The aim of this article is to assist users that need to install Windows Server. It covers some of the common issues that are faced and shows you how to deploy Windows or Windows Server even on the most difficult of systems.

Topics

​Process Flow For Installing Windows Server

Downloading Mass Storage Drivers

When installing Windows Server it is recommended to have the latest drivers for your RAID card, RAID module or integrated controller. If Windows does not find a hard disk to install to during setup, you will need to use the Load Driver option supply the drivers.

The drivers are available from the Stone Driver Finder (depending on model) or from the original component manufacturer's web site, such as Intel

Note that your system may include a motherboard with several integrated controller (and driver) options. Some systems also include an add-in RAID controller or module for which more updated drivers or software will be available on a different page to the motherboard.

If you aren't sure what is included in your Stone system, or what you need, please contact Stone support for help.

Tip: If you download drivers in a ZIP file, make sure you extract the ZIP file to the pen drive, for use with Windows Setup. Windows Setup won't look inside ZIP files for drivers. It's also worth knowing that some component manufacturers don't supply Windows Server specific drivers. Instead, they provide drivers for the equivalent desktop operating system that shares the same platform underneath.
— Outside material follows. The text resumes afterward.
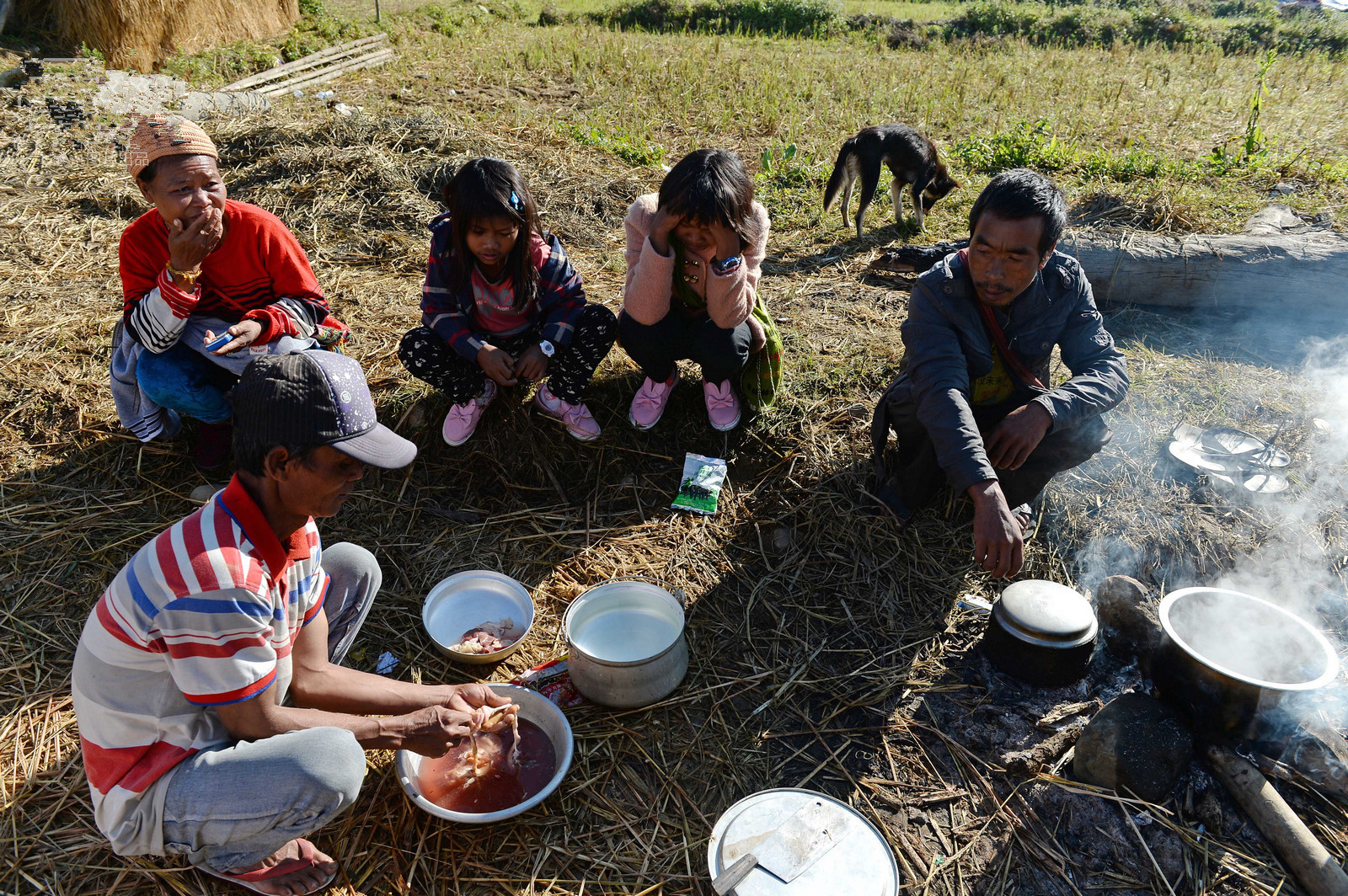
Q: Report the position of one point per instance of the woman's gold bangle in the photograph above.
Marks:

For example, Server 2016 might need to use Windows 10 x64 drivers, and Server 2012R2 might need to use Windows 8.1 x64 drivers, depending on how the component manufacturer packages them.

Plan the Right BIOS Boot Mode for your System i.e. EFI / Legacy

Legacy mode is (as of 2017) still the default BIOS mode for many new servers. However there are more and more situations where UEFI mode (also known as plain EFI) mode is required:

  • If you plan to use a TPM 2.0 module, for example as part of a Bitlocker deployment.
  • If your organisation stipulates that Secure Boot must be enabled as part of a corporate policy. (Note that not all Server BIOS support Secure Boot).
  • If your boot volume is greater than 2TB in size.

All three of these situations require UEFI mode. It's worth pointing out that you can install Windows in Legacy mode on a volume greater than 2TB. However, you can only use the first 2TB of the disk. This means that, for example on a 3TB disk, 1TB will go wasted. These limits are caused by historical limits to Master Boot Record (MBR) partitioning, which has a 2TB limit. GUID Partition Table (GPT) partitioning does not have this limit, but GPT volumes can only be booted using UEFI BIOS.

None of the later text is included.